Puncaknya adalah kehidupan yang perlahan-lahan menyerupai apa yang dicintainya.
Maka biarkanlah Simtudduror terus dibaca.
Biarkan rumah-rumah kembali ramai oleh shalawat. Biarkan anak-anak mengenal nama Muhammad ﷺ bukan pertama kali dari buku pelajaran, tetapi dari pangkuan ayahnya, suara ibunya, majelis kampungnya, dan wajah-wajah orang tua yang mendadak teduh ketika nama kekasih Allāh itu disebut.
Kita hidup pada zaman ketika anak-anak begitu mudah menghafal nama artis, pemain sepak bola, merek, dan tokoh-tokoh yang lewat sebentar di layar telepon.
Kalau ada sebuah majelis yang membuat mereka duduk satu jam untuk mendengar kisah Rasulullah ﷺ, mengapa kita begitu tergesa ingin membubarkan keindahan itu?

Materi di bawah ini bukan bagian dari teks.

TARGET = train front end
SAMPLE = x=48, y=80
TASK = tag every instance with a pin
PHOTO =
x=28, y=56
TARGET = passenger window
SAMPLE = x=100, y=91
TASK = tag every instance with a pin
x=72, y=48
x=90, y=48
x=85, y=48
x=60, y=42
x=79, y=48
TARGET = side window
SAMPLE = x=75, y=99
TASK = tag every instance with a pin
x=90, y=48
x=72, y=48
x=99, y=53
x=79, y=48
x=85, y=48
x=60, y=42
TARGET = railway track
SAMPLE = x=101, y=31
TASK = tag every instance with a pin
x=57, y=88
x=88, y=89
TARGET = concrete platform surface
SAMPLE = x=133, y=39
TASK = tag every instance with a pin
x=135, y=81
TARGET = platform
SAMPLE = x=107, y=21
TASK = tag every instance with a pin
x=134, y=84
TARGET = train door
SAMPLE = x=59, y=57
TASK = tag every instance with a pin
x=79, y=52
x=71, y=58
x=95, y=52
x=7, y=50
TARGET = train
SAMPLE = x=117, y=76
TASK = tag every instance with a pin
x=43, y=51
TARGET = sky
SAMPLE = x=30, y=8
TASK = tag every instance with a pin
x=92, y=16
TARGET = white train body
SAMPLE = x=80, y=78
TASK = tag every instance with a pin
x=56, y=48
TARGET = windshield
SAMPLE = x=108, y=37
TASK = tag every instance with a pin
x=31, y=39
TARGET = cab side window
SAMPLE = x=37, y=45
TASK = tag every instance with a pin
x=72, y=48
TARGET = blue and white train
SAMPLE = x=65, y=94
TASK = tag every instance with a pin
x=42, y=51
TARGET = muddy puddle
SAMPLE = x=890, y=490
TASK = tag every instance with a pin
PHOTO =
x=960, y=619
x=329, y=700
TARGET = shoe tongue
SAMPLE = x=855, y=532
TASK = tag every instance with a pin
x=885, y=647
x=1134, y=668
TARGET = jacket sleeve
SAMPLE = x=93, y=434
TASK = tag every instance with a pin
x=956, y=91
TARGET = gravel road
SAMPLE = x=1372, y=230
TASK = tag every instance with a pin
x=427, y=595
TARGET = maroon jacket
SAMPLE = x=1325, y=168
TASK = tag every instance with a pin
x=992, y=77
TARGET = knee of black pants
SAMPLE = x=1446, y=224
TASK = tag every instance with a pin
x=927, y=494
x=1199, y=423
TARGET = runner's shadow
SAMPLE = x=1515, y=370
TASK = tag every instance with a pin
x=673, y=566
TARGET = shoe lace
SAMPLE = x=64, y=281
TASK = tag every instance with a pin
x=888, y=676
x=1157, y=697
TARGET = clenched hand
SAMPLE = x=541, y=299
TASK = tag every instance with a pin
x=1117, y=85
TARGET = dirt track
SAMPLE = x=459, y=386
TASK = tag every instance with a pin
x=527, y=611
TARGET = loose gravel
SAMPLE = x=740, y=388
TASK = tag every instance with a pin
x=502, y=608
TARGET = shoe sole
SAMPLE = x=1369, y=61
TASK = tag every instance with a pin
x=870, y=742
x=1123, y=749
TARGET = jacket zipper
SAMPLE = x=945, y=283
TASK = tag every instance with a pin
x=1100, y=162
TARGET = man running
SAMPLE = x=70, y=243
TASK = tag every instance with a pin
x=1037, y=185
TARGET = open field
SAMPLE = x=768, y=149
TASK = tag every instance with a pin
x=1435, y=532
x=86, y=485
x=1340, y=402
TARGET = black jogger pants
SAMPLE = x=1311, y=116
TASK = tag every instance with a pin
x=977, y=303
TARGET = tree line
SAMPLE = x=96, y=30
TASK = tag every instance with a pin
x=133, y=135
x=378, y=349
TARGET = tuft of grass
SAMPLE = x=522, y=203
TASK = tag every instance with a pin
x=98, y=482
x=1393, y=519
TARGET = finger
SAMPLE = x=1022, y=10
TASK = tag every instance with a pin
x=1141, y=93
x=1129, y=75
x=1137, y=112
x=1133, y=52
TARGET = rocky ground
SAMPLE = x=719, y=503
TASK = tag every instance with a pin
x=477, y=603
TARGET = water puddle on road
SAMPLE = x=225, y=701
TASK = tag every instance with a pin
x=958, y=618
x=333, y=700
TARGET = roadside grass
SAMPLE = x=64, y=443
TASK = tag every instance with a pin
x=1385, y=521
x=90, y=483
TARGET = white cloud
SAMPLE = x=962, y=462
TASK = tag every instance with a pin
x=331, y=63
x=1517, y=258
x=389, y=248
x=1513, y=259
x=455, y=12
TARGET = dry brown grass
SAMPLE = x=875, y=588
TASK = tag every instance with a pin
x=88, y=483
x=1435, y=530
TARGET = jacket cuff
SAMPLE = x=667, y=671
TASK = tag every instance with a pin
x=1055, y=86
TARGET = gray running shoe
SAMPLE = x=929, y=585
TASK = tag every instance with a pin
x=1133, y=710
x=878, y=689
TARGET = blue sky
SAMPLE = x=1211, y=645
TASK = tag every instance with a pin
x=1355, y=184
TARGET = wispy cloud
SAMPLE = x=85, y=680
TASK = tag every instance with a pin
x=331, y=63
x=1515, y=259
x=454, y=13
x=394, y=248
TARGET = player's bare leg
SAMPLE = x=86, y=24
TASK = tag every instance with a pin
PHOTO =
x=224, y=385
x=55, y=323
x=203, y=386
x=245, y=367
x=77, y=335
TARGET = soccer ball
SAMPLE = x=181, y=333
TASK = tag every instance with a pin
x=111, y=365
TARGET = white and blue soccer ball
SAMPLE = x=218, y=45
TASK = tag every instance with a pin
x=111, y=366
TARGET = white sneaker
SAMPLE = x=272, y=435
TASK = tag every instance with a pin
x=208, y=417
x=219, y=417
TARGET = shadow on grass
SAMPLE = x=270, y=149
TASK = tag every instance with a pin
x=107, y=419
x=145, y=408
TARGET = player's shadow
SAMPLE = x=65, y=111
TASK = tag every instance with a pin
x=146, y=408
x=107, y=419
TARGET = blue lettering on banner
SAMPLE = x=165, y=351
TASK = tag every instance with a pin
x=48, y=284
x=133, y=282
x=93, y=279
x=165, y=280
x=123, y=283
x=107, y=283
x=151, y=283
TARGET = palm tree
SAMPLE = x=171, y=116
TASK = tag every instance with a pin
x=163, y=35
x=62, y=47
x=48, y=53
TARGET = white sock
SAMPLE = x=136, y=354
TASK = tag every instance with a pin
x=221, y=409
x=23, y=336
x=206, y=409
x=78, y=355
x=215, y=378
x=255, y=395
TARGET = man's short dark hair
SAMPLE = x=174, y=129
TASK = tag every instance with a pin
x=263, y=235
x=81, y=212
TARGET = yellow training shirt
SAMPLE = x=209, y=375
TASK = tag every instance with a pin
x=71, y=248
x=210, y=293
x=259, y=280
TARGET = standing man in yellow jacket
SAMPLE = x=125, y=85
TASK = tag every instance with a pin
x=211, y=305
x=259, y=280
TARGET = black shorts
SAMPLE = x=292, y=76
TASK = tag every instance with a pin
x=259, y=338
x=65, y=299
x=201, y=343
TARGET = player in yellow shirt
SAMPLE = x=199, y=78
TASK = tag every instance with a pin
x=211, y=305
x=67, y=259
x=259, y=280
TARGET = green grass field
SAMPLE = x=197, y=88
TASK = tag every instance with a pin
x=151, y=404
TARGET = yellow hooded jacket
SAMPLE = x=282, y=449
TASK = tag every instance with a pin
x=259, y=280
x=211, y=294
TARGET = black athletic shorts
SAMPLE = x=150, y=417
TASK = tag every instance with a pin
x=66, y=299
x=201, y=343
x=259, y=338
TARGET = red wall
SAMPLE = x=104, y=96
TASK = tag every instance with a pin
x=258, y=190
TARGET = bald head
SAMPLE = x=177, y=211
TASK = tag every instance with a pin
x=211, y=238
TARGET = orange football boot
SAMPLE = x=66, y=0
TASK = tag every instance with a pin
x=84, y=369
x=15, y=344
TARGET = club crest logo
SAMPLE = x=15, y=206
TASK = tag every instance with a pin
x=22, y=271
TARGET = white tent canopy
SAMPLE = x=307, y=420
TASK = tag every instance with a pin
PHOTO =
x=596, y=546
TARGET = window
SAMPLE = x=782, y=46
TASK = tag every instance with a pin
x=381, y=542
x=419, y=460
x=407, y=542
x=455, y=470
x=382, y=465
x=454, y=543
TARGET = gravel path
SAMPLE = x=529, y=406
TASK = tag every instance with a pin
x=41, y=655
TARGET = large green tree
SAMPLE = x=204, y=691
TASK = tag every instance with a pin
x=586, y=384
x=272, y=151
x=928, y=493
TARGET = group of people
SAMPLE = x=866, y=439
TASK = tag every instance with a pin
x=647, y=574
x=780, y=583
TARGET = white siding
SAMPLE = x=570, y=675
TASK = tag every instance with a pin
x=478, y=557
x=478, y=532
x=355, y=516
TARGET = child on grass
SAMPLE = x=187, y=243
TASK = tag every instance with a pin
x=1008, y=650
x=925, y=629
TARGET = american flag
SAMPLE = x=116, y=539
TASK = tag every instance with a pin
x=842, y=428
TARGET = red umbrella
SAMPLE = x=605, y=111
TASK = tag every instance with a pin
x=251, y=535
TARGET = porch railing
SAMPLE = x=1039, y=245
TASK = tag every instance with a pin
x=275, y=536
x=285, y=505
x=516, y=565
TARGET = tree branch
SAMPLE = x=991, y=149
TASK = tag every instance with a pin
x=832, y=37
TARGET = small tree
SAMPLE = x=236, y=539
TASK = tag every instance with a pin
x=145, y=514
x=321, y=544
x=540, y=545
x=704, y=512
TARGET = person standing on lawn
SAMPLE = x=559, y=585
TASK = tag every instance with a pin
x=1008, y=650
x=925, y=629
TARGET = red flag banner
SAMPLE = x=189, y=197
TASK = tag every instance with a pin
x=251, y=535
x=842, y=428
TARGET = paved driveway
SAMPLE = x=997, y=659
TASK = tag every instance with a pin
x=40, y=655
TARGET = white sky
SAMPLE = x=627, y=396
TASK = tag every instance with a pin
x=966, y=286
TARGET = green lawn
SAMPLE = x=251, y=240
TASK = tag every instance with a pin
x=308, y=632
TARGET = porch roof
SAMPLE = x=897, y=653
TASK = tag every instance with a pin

Silakan berbeda pendapat. Silakan tidak ikut membaca. Tetapi jangan mudah mengejek orang yang sedang belajar mencintai.
Sebab boleh jadi, dari sebuah rumah kecil, dari suara rebana yang sederhana, dari Simtudduror yang dibaca terbata-bata, tumbuh seorang anak yang sepanjang hidupnya menyimpan satu kerinduan: ingin mengenal Rasulullah ﷺ lebih dekat, mencintainya lebih dalam, meneladani akhlaknya, dan kelak dikumpulkan bersamanya.
Kalau sebuah tradisi mampu menjaga kerinduan semacam itu dari generasi ke generasi, mungkin kita tidak perlu terlalu sibuk bertanya mengapa ia masih dibaca.
Kadang-kadang mutiara memang tidak perlu berteriak bahwa dirinya berharga. Ia cukup diwariskan—dari tangan ke tangan, dari hati ke hati.